Imaginez vous un ancien relais de diligence (le lieu s'appelle La Colle Blanche), immense avec de nombreuses et vastes pièces habillées d'énormes cheminées dans lesquelles on aurait pû faire cuire un boeuf entier. Nous n'habitions qu'une faible partie de cet immense ensemble auquel étaient accolées de nombreuses dépendances dont une écurie pour les vaches. Le tout était situé sur une colline au milieu d'une forêt avec un étang (ou un bassin) des oliviers et des patures. Quelques centaines de mètres nous séparaient de la route. A plus d'un kilomètre (où deux) se trouvaient le premier voisin et à au moins 5 kilomètres le village de Callas. Mon père y allait tous les dimanches matin à pieds à travers bois pour y faire quelques courses.
Les images qu'il m'en reste sont très précises: les sangliers dans la cour, le chant de milliers de grenouilles le soir tombé, les énormes papillons de nuit qui tapissaient certaines pièces inhabitées. Bien sur il n'y avait ni eau à l'intérieur, ni électricité. Nous nous éclairions à la lampe à carbure et faisions du feu dans la cheminée de la cuisine, seule pièce chauffée. Malgré tout celà nous passions ma soeur et moi des journées merveilleuses non seulement à jouer mais aussi à garder les vaches notamment pour qu'elles n'ailles pas brouter les luzernes ce qui n'était pas évident à notre âge ( j'avais à peu près 5 ans). Je me souviens encore du jour où elles se sont échappées et de notre poursuite au delà de nos plus proches voisins avec leur aide et celle de mon père. On aidait également ma mère à préparer les olives en les trempant dans la saumure. Il m'en reste encore l'odeur.
Le dimanche était le jour de la chasse pour des hommes venus de Draguignan. C'était un jour super car ils nous apportaient toujours une petite friandise. Ca nous faisait également une distraction. De même une fois par semaine passait l'épicier ambulant et c'était le jour du cadeau Bonux qui se trouvait dans les boites de lessive. C'était un vrai plaisir. Un des chasseurs emmenait souvent ma soeur Francoise à Draguignan pour quelques jours dans sa famille. Ils avaient une fille de son âge. Quelque fois mon oncle Jean et ma tante Olga nous rendaient visite. Ils habitaient à Nice. Ils venaient dans leur petite 4 CV.
Malgré tout la vie était difficile pour mes parents et surtout pour mon père. Il disait que lorsque nous partions en vacances (ma mère nous emmenait à Isola chez ma grand mère chaques étés) il avait si peur qu'il allait coucher à l'étable avec les vaches pour sentir un peu de présence. C'est dire. Outre ces doux souvenirs me reste de cette époque de vraies cicatrices. Celles de brulures dans le bas du dos.

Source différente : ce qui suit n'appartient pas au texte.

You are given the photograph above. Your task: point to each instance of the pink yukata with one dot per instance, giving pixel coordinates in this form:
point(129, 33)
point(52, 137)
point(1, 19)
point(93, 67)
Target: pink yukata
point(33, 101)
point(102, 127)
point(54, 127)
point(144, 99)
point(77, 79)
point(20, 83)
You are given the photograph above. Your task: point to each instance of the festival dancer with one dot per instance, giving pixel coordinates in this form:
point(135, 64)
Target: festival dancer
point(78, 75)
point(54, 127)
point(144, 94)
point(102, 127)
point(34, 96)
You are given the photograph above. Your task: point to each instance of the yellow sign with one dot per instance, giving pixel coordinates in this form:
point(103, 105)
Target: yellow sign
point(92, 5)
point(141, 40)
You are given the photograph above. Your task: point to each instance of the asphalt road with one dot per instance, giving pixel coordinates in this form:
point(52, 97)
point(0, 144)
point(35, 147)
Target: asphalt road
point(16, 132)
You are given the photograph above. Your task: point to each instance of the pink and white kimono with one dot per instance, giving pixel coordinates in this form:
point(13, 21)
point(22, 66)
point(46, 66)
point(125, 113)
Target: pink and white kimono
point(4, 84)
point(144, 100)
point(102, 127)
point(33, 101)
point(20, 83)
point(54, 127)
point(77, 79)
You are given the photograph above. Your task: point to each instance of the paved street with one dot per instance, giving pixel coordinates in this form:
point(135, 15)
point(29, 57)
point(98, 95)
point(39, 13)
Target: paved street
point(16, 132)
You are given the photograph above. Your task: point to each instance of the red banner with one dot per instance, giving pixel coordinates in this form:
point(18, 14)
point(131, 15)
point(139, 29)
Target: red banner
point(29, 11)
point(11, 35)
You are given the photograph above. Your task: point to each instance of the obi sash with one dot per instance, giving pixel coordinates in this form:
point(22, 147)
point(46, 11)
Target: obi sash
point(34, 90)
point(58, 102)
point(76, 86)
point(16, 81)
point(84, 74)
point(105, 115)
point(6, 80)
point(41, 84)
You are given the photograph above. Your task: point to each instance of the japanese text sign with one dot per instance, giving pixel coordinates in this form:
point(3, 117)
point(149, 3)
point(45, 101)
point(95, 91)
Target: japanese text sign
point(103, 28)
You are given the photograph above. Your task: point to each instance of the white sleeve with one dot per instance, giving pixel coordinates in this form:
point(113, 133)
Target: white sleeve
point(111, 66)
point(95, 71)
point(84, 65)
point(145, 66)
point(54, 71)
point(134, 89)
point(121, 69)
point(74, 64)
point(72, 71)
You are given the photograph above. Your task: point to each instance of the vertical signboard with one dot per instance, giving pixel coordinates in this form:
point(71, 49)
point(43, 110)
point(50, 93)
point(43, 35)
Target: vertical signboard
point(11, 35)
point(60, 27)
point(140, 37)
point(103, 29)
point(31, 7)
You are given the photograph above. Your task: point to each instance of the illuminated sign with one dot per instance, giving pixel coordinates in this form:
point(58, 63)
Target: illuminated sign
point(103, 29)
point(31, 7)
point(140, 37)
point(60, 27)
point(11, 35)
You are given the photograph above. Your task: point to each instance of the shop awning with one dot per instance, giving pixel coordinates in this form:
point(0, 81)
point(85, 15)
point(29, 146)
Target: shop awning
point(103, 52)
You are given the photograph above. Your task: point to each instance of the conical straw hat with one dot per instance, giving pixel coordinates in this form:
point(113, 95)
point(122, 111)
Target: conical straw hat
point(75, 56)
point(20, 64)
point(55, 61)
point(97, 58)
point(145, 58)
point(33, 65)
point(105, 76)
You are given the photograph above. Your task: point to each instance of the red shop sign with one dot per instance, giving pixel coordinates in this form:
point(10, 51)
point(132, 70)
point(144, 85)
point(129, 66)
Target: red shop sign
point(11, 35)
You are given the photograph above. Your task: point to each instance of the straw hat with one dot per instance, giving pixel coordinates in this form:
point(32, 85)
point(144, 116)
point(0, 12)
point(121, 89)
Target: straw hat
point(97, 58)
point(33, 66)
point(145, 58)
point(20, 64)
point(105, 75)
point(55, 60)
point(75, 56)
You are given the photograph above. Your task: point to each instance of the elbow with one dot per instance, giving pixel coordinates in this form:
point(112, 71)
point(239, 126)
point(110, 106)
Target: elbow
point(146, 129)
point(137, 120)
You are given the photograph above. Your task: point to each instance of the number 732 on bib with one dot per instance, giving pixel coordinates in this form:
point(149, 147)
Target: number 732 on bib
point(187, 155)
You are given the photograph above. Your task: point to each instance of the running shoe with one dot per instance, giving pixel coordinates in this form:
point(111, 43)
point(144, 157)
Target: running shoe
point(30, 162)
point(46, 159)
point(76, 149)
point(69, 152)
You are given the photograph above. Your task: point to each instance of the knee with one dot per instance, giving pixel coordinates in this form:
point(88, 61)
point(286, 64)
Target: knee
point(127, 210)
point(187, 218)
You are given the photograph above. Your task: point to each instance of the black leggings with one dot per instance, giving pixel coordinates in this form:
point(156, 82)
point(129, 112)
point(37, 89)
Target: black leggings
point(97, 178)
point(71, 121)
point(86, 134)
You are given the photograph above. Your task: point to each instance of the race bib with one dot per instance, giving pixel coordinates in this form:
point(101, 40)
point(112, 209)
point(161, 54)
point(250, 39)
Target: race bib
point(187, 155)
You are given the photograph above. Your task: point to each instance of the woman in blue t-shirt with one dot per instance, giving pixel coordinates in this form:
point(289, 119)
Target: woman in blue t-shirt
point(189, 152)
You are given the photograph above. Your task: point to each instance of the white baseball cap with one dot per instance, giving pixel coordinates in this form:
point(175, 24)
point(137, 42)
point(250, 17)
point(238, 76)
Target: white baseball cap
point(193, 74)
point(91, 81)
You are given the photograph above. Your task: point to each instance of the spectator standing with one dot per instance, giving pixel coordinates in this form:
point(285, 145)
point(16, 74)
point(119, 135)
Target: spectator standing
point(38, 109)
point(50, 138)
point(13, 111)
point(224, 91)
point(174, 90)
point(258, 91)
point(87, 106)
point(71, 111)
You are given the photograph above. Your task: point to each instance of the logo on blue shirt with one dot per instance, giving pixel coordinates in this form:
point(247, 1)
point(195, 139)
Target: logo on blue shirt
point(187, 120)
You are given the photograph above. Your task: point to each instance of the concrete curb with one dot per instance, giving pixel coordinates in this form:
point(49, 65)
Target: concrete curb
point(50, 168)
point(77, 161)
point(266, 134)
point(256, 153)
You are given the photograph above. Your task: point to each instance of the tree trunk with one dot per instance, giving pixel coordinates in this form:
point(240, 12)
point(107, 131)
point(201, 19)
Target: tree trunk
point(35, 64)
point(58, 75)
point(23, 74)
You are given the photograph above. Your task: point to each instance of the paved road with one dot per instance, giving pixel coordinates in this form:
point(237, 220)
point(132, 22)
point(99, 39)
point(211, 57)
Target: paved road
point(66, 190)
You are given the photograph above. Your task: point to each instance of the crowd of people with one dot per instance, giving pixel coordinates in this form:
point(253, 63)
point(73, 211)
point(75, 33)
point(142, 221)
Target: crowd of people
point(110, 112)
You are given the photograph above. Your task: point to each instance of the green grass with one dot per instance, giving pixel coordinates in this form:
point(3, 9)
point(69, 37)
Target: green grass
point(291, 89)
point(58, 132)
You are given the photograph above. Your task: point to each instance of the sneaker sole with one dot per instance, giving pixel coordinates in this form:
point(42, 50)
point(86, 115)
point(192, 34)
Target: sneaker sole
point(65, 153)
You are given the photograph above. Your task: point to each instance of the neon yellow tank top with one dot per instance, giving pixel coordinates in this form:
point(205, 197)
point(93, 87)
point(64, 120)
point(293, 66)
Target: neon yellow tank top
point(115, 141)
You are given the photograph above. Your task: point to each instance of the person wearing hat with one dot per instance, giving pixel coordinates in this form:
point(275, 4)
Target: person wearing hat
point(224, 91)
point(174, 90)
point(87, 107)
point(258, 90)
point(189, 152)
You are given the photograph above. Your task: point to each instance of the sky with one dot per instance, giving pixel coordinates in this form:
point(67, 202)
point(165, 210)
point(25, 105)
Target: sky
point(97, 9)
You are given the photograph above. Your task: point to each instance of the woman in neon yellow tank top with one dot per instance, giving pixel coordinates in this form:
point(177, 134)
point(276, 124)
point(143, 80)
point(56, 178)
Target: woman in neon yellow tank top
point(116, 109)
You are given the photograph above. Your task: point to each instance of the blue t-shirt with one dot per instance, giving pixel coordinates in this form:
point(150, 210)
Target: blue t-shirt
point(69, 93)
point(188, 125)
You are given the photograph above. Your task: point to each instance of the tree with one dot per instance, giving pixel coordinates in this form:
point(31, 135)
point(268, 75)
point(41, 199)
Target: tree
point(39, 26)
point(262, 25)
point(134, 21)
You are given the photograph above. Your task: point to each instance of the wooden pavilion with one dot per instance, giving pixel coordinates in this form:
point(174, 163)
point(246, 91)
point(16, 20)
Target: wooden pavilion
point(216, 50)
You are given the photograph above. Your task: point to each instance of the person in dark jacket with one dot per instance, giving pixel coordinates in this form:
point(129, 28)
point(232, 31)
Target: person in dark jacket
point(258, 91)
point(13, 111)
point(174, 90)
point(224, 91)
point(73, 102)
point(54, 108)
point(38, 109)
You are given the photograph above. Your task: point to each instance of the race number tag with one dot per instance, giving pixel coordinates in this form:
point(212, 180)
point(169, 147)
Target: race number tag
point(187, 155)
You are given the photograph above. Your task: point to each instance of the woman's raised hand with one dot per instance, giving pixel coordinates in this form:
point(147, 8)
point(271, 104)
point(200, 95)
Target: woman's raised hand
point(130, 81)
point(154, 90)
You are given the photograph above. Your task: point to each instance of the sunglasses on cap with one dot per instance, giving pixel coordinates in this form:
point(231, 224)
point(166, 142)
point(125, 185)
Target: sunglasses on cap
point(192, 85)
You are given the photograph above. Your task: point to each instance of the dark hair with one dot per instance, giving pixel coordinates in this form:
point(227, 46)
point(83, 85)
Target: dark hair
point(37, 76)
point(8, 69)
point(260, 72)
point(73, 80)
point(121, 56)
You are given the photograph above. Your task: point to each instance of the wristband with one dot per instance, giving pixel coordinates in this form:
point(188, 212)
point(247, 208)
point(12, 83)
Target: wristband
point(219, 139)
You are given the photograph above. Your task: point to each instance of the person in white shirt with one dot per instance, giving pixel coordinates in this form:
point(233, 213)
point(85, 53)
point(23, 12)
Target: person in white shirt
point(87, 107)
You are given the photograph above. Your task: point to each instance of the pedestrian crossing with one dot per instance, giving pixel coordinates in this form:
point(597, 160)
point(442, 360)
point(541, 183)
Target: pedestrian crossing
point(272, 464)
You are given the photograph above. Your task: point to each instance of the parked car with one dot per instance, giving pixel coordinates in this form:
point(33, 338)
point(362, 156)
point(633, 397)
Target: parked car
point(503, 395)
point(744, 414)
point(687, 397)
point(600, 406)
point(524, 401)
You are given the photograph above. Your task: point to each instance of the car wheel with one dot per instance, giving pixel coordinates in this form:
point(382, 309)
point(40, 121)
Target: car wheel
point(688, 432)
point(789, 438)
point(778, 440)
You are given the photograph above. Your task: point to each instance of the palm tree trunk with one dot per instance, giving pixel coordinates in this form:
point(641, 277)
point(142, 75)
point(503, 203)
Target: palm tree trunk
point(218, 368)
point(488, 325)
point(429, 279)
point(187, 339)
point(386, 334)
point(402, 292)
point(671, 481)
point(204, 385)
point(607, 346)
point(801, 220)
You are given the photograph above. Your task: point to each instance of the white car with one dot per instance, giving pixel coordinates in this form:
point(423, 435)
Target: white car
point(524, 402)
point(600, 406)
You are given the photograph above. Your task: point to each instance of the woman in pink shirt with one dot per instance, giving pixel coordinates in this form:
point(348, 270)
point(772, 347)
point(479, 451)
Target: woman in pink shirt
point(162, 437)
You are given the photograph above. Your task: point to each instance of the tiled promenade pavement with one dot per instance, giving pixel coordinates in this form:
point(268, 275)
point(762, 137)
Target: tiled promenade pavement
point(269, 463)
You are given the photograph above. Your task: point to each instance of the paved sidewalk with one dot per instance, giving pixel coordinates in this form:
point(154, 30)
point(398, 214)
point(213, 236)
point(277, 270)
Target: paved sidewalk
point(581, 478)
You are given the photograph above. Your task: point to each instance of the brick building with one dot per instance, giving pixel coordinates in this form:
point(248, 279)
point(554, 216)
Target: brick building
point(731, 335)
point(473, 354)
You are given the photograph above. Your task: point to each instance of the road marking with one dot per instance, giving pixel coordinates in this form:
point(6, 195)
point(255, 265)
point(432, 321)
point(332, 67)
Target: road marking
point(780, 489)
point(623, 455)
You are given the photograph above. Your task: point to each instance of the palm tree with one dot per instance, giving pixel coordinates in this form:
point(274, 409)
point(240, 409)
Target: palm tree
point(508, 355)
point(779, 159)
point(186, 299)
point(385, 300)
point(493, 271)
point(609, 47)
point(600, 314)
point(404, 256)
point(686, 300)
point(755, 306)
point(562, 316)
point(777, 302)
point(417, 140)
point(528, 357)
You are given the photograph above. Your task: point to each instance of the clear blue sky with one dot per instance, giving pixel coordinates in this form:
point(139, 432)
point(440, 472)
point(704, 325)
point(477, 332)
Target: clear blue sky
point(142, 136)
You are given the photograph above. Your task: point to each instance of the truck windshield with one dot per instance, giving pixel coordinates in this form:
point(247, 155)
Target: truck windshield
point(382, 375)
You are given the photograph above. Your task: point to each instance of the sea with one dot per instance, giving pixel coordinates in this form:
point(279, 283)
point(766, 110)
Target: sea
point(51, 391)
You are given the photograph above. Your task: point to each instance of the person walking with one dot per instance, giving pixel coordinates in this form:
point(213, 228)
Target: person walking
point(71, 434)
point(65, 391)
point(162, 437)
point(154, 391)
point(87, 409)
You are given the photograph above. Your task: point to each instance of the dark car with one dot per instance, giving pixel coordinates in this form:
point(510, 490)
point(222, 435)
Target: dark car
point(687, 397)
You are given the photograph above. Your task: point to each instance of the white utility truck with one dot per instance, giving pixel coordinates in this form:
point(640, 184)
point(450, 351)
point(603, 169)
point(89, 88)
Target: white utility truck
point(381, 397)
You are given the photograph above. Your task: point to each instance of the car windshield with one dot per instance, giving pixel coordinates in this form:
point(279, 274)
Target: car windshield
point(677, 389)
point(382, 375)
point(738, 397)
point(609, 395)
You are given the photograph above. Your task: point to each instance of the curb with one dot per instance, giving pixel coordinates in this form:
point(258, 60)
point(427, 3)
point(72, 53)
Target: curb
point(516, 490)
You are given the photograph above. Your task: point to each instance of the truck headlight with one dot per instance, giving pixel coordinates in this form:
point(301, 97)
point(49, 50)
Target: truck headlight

La femme du médecin n'avait rien trouvé de mieux que de conseiller à ma mère de m'appliquer de l'alcool à bruler pour soigner mon énurésie (pipi au lit).
Nous sommes donc à nouveau partis pour un domaine viticole entre Lorgues et Draguignan chez la famille Damiano.
Là, retour à la civilisation mais pour moi une nouvelle vie avec mes 6 ans et l'école obligatoire. Nous allions tous les matins ma soeur Françoise et moi au bout d''une longue allée de muriers attendre un car qui nous emmenait à l'entrée de Draguignan où se trouvait l'école. Rien de particulier sinon le petit panier en osier qui me permettait d'emmener le repas de midi (pas de cantine) et les copains, nouveau pour moi dont un, Jean Noël Boyer deviendra un très bon amis. Il habitait pas très loin. Nous courions la campagne sur nos beaux vélos et nos mères était devenues amies.Je me souviens que souvent elles chantaient. Ma mère avait une très belle voix et juste. Elle chantait Edith Piaf quelle adorait. Un autre souvenir particulier, celui de soldats qui passaient sur leur camion et qui nous lançaient des bonbons et des chocolats lorsque nous attendions le car sur le bord de la route.